Lisboa 2021: habitação, habitação, habitação
Em 2017, todos os candidatos já se mobilizavam em torno da habitação e da “devolução da cidade a quem de direito”, leia-se os “Lisboetas”. Mas há alguns detalhes que diferenciam a campanha de 2021 relativamente à de 2017, em especial a de Medina.
1. Autárquicas 2021: as vantagens do incumbente
A habitação é “o” tema das autárquicas de 2021. Mas já o era em 2017: este foi, aliás, o ano de politização deste tema na altura associado à turistificação, gentrificação e especulação imobiliária.
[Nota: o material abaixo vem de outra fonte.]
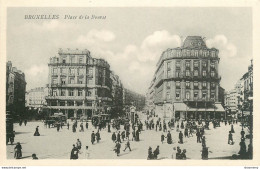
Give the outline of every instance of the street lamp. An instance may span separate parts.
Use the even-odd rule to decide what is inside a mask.
[[[165,106],[166,106],[166,100],[164,100],[163,101],[163,110],[164,110],[164,115],[163,115],[163,118],[166,118],[166,108],[165,108]]]
[[[253,147],[253,97],[248,97],[249,110],[250,110],[250,145]],[[251,152],[252,153],[252,152]],[[253,153],[250,154],[253,158]]]

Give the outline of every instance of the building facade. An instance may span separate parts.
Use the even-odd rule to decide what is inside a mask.
[[[110,65],[88,50],[60,49],[50,58],[47,108],[68,118],[106,114],[112,103]]]
[[[15,120],[24,116],[25,91],[24,73],[8,61],[6,64],[6,110],[10,111]]]
[[[141,111],[145,107],[145,96],[132,90],[123,89],[123,105],[124,108],[135,106],[137,111]]]
[[[26,92],[25,106],[40,110],[43,106],[47,105],[45,97],[48,96],[47,87],[37,87]]]
[[[219,102],[218,50],[199,36],[188,36],[181,47],[164,51],[157,63],[155,112],[162,118],[224,118]]]

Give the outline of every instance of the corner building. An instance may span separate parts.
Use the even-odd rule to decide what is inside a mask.
[[[224,118],[219,98],[219,51],[200,36],[188,36],[181,47],[164,51],[155,72],[155,112],[174,119]]]
[[[108,114],[111,106],[110,65],[88,50],[58,51],[50,58],[47,107],[68,118]]]

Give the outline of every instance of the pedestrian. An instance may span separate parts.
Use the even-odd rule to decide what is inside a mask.
[[[184,130],[184,136],[185,137],[189,137],[189,132],[188,132],[188,128],[187,127]]]
[[[88,146],[86,146],[86,150],[85,150],[85,158],[86,158],[86,159],[89,158],[89,150],[88,150]]]
[[[181,121],[181,129],[184,129],[183,121]]]
[[[205,136],[202,137],[202,147],[203,146],[206,146],[206,137]]]
[[[157,146],[157,148],[153,152],[154,159],[157,159],[159,154],[160,154],[160,150],[159,150],[159,146]]]
[[[242,138],[241,142],[239,143],[240,145],[240,150],[238,154],[240,154],[241,159],[246,159],[247,158],[247,152],[246,152],[246,144],[245,144],[245,139]]]
[[[20,142],[17,142],[16,146],[14,147],[14,158],[15,159],[21,159],[22,158],[22,146]]]
[[[21,126],[22,124],[23,124],[23,121],[22,121],[22,119],[20,119],[19,126]]]
[[[126,130],[126,138],[129,139],[130,132],[129,130]]]
[[[242,128],[242,131],[240,132],[240,134],[241,134],[241,139],[242,139],[242,138],[245,138],[245,131],[244,131],[243,128]]]
[[[159,124],[159,131],[162,131],[162,122]]]
[[[125,141],[125,131],[123,131],[123,132],[121,133],[121,136],[122,136],[123,141]]]
[[[108,123],[108,125],[107,125],[107,132],[111,132],[111,130],[110,130],[110,123]]]
[[[186,160],[186,149],[183,149],[183,150],[182,150],[181,159],[182,159],[182,160]]]
[[[167,143],[172,144],[172,135],[171,135],[170,131],[168,131],[168,134],[167,134]]]
[[[86,122],[86,129],[88,129],[88,122]]]
[[[33,160],[38,160],[38,157],[36,156],[36,154],[34,154],[34,153],[32,154],[32,159]]]
[[[177,160],[182,159],[182,156],[181,156],[181,149],[180,149],[179,146],[177,147],[176,159],[177,159]]]
[[[140,138],[139,138],[139,130],[136,130],[135,141],[140,141]]]
[[[79,150],[75,147],[75,144],[73,144],[73,148],[70,153],[70,159],[76,160],[79,158]]]
[[[129,150],[132,151],[132,150],[131,150],[131,147],[130,147],[129,139],[127,140],[127,142],[126,142],[126,144],[125,144],[125,149],[124,149],[124,151],[125,151],[127,148],[129,148]]]
[[[24,125],[26,126],[26,124],[27,124],[27,120],[25,119],[25,120],[24,120]]]
[[[231,131],[229,131],[229,134],[228,134],[228,144],[231,144],[231,145],[234,144],[234,142],[233,142],[233,135],[232,135]]]
[[[176,131],[179,132],[179,129],[180,129],[180,124],[178,123],[178,124],[177,124],[177,128],[176,128]]]
[[[83,123],[80,123],[80,130],[79,130],[79,132],[83,132],[83,131],[84,131]]]
[[[163,144],[163,142],[164,142],[164,138],[165,138],[165,136],[164,136],[164,134],[162,133],[162,135],[161,135],[161,142],[162,142],[162,144]]]
[[[121,144],[120,144],[120,142],[117,142],[116,147],[115,147],[115,151],[116,151],[117,156],[119,156],[119,154],[120,154],[120,148],[121,148]]]
[[[96,133],[96,137],[97,137],[97,142],[99,143],[99,140],[101,140],[101,137],[100,137],[100,133],[99,133],[99,131],[97,131],[97,133]]]
[[[35,132],[34,132],[34,136],[40,136],[39,126],[36,127]]]
[[[153,159],[153,150],[151,147],[148,148],[148,157],[147,160]]]
[[[231,124],[231,133],[235,133],[233,124]]]
[[[78,150],[81,149],[81,141],[79,139],[77,139],[76,146]]]
[[[181,131],[180,131],[180,133],[179,133],[179,143],[180,143],[180,144],[183,144],[183,134],[182,134]]]
[[[208,159],[208,156],[209,156],[208,147],[203,146],[203,147],[202,147],[202,151],[201,151],[201,159],[202,159],[202,160],[207,160],[207,159]]]
[[[113,132],[113,134],[112,134],[112,141],[113,141],[113,142],[116,141],[116,134],[115,134],[115,132]]]
[[[60,122],[60,128],[62,129],[62,126],[63,126],[63,123],[62,122]]]
[[[60,131],[60,124],[59,123],[57,124],[57,131],[58,132]]]
[[[192,136],[193,137],[193,128],[192,128],[192,126],[190,126],[190,132],[189,132],[189,136]]]
[[[14,138],[15,138],[15,131],[13,131],[10,135],[10,142],[11,144],[13,145],[13,142],[14,142]],[[8,141],[7,141],[8,142]]]
[[[95,142],[95,133],[94,131],[92,131],[92,134],[91,134],[91,143],[94,144]]]
[[[67,123],[67,129],[68,130],[70,129],[70,123],[69,122]]]
[[[163,123],[163,132],[167,132],[167,126],[165,122]]]
[[[120,138],[120,131],[118,131],[118,133],[117,133],[116,141],[119,142],[119,143],[122,143],[121,138]]]
[[[196,136],[197,136],[197,143],[201,143],[201,141],[200,141],[201,134],[200,134],[200,131],[199,131],[199,129],[197,129]]]
[[[72,125],[72,131],[73,131],[73,133],[76,132],[76,123],[74,123],[74,124]]]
O timing de criação da Secretaria de Estado da Habitação, cerca de três meses antes das autárquicas, evidenciava a solidariedade do governo de António Costa com o executivo de Medina, à época acusado de ter contribuído para o aumento dos preços da habitação.
Em 2017, todos os candidatos já se mobilizavam em torno da habitação e da “devolução da cidade a quem de direito”, leia-se os “Lisboetas”. Mas há alguns detalhes que diferenciam a campanha de 2021 relativamente à de 2017, em especial a de Medina.
Em primeiro lugar, a pandemia pôs entre parênteses o turismo e, com isso, aliviou um pouco as hostilidades sobre o incumbente, cujo slogan de 2017 – “Lisboa Precisa de Todos” – apostava no apaziguamento social, em particular entre residentes e visitantes: uma tentativa de realçar os benefícios da “internacionalização” da cidade.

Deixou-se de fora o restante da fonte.